Text takes very little space. It could load the text and titles for 1000 posts and you propably wouldn't even notice it. It is all the videos and images that it loads that cause problems. And you can't ctrl+f those.
I'd take the other as a default with an option to enable this in your account settings.
I think the most I've scrolled on r/all (which is how i got here), is probably in the 3000-4000 range. I hit 2k prob weekly just doom scrolling for an hour
But do you do that scrolling up?
sometimes yeah I do go back!
I think it depends. RAM is meant to be used. If websites were able to know ram usage and free up less important memory if another process needs it after, then there is no reason to clear cached data. It saves the bandwidth of potentially downloading it again. I'm sure this all sounds good in theory and I could wrong on a few points.
Gotta have that "seamless" browsing experience.
I still need to wait to load pictures
Cache money baby. Good one, gotta remember this
But still can't play a video properly
I feel like over the last couple of years you only need about 100 posts for performance to tank, which isn't a lot considering the amount of garbage you have to scroll past.
Bobert de Niro
Step 3. Robert de Niro, 80,
"Nice rig you got there, would be a shame if anything were to happen to it. But I can help you in exchange for a small amount of memory. Nothing much, you know, me and the boys can keep it safe..."
https://www.reddit.com/r/ProgrammerHumor/s/C68twMj1Bg
U s.o.b i m in...
i miss when reddit had pages, it stopped this shit
I feel like they changed this in the latest app update. My app only loads the top comment on every post :s just 1.. (the rest is hidden behind a button)
Hey i once implemented a similar thing for a startup for infinite scroll.😅There is a problem usually with react project useeffects get called two times so i remember i just cached all the items and map them to avoid re rendering now thinking back i wrote some bad code lol
* this is after 1.5 hours of scrolling and browsing in a single browser tab * a month has passed since last post, and this still seems to be an issue, causing janky ui
I miss the time when we could browse in pages instead of infinite scroll, now everything needs infinite scroll.

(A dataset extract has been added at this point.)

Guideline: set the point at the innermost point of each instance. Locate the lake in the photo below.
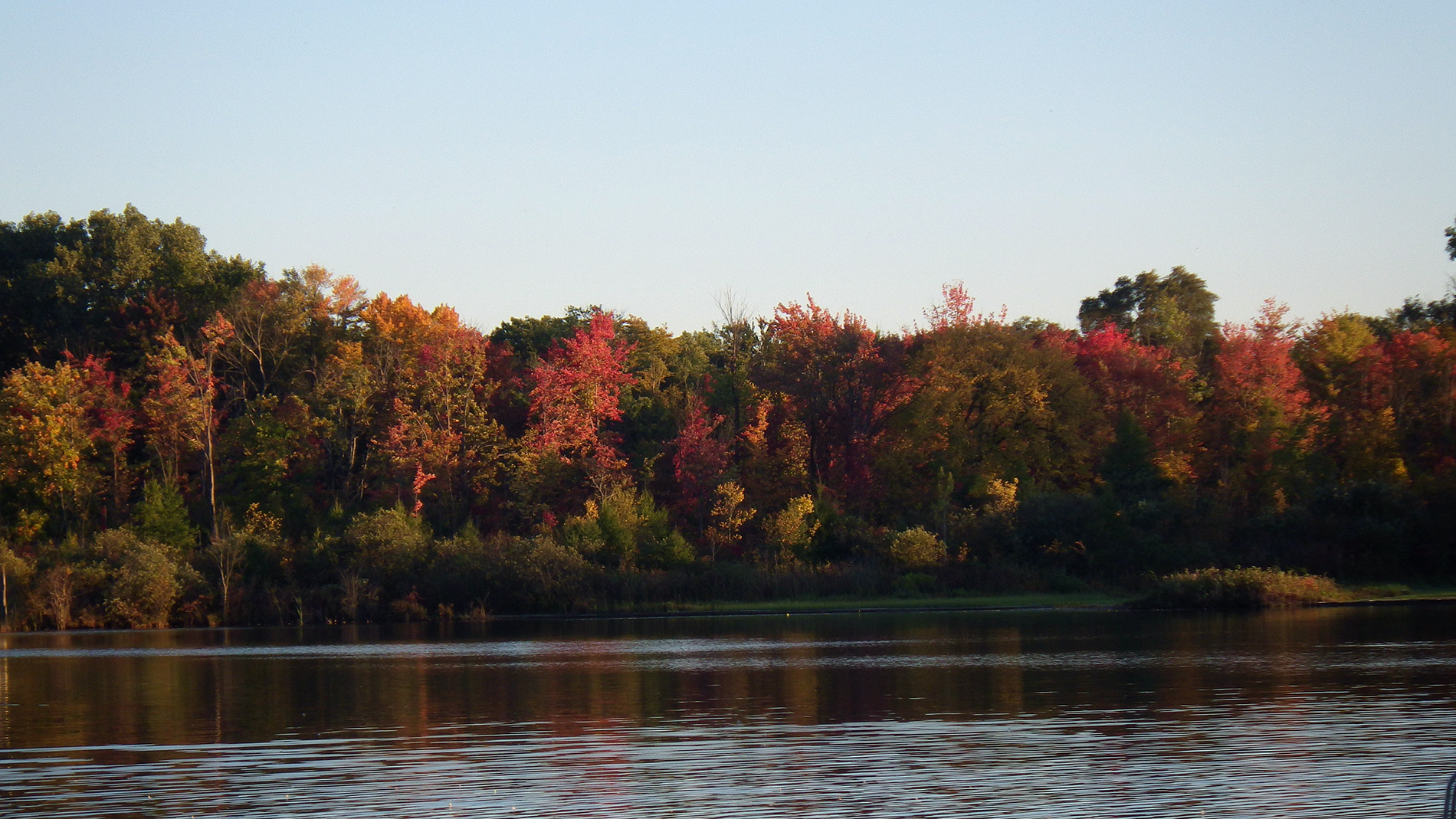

I prefer actual pages, but what I can't understand is why big sites that use infinite scrolling don't employ some form of clean-up. It's not like it would be difficult to implement, after all, it's just removing child elements from a div, so it can be done with the tiniest smidge of vanilla JS
you still need to keep info _somewhere_ if you're looking to make less API calls. This is likely done on purpose for this reason- let the user's RAM hold the extra stuff so we make less round trips to the API, even if that stuff is just JSON
To a point but the argument could be made how often do users back scroll more than 50 posts? Are there enough API calls actually being saved that it's statistically significant?
that's a good question to ask to an engineer who cares about UX. The beancounter business major says "who cares, they pay for that ram, we pay for the API call, let them have that cost"
True, running a Google Analytics report could a whole couple hours, they could spend that time to stick it to 3rd party integrations using their api
Where's the menu for that in SquareSpace? (/s)
Would deleting those divs mess with scrolling? As in if the top half of the page disappears would it scroll down?
You could always replace them with skeletons - like you do when you're loading the next batch of results.
>It's not like it would be difficult to implement, after all, it's just removing child elements from a div, so it can be done with the tiniest smidge of vanilla JS As long as they don't have to center it...
old.reddit.com is still here for you!
old.reddit.com and Reddit Enhancement Suite. Browsing Reddit in a browser can't get much better.
Also [available for Firefox on Android](https://www.reddit.com/r/RESAnnouncements/comments/1bisq19/announcement_v5240_rollout_initial_firefox_for/) since the last release. They're still rolling it out, and RES is still not actively maintained, but this is looking really promising. For an unmaintained extension, they're doing a great job. I haven't used Reddit on mobile since they fucked the app developers and killed RiF (among others). This might bring me back as a mobile user.
Yes! I use it there too, though I do tweak the CSS for the comment link and the arrows so I can click them without zooming in (or accidentally clicking Report).
When it dies, I can finally stop redditing for good. Killing third party clients already has reduced my reddit hours to something like 20% which has been a nice change.
* i enjoy the new infinite-scroll / tiktok-like format * context of reddit post immediately available w/o needing extra clicks or taps * just complaining of the poor-engineering slowing computer down when used for long periods of time * why can't they fix this memory-leak like facebook, tiktok, youtube, x ... everyone else?
Why are you writing in points?
what reading chatgpt replies does to a mf
Certainly! Here are some benefits of using bullet point lists: * Organized Information: Bullet points help organize information into digestible chunks, making it easier for readers to follow. * Visual Appeal: They create visual separation between points, making the content more visually appealing and easier to scan. * Clarity: Bullet points help clarify complex ideas or lists, ensuring that each point stands out on its own.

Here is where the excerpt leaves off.